Biofilm Development, Microbial Diversity and Dissolved Organic Matter from El Tatio, Chile: Implications for Metalloid Biogeochemical Cycling

El Tatio is one of the largest geyser zones known, located at >4400 m elevation in Region II, Chile. Microbial diversity, fluid composition, and the biofilm geochemistry are being investigated to better understand toxic metalloid mobility and biogeochemical cycling. Hydrothermal fluids are near neutral pH, Na-Cl type, with ~450 μmol/L total arsenic and 21 μmol/L antimony. Biofilm development occurs in silica-precipitating fluids containing 2.6-5.8 mmol/L dissolved Si. As(V), speciated by x-ray absorption spectroscopy, partitions to the hydrous ferric oxides (HFO) in the mats. Mats contain only 0.8 - 3.0% (dry w/w) total organic carbon, with the balance principally as Si and HFO, with trace amounts of other inorganic constituents. As temperature decreases, silica and iron precipitate and the mats resemble a silica-rich, ferrihydrite-gel rather than organic biofilms. 16S rRNA gene sequences from biofilms indicates communities proximal to geyser pools (at ~76-80 ^oC) are dominated by Chloroflexi-like organisms, with representation from the OP10, OP11, and WS-6 candidate divisions and Bacteriodetes. Downstream communities are dominated by Bacteriodetes, with lesser abundances of Chloroflexi, Gammaproteobacteria, Chlorobi, and Planctomycetes. Based on fluorescence spectroscopy, spectral characteristics of dissolved organic matter (DOM) were closely related to microbial protein signatures and not to terrestrially-influenced or soil-derived humic substances.
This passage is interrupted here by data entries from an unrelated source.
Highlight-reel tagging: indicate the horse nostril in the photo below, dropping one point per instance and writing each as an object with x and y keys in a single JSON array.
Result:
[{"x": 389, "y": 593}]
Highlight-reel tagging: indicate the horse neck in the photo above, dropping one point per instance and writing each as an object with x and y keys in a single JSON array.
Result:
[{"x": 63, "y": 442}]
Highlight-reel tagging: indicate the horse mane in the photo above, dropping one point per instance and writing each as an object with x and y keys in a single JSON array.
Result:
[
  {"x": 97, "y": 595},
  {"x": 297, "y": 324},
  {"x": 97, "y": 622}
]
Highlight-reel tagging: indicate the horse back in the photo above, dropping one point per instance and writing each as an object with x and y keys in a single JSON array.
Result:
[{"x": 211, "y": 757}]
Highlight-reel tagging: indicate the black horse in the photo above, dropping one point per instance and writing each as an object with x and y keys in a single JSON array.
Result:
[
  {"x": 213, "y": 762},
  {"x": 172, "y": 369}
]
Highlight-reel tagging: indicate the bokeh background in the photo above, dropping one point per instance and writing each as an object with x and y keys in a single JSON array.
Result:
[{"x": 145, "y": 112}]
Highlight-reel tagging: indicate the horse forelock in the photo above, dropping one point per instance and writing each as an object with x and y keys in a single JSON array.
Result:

These results imply that microbial production and cycling of DOM within the discharging hydrothermal fluids may be occurring, but also that accumulation of organic carbon is minimal because intense photooxidation degrades the microbial DOM. The presence of As may be influencing the fluorescence of humic-like components but not protein-like components, suggesting that the interactions between microbial DOM and As may also be a significant, possibly due to a photosensitive ligand-metal complex. The biofilms at El Tatio provide unique opportunities to investigate biofilm-mediated metalloid cycling that may be relevant to water resources and to geothermal power production in the region.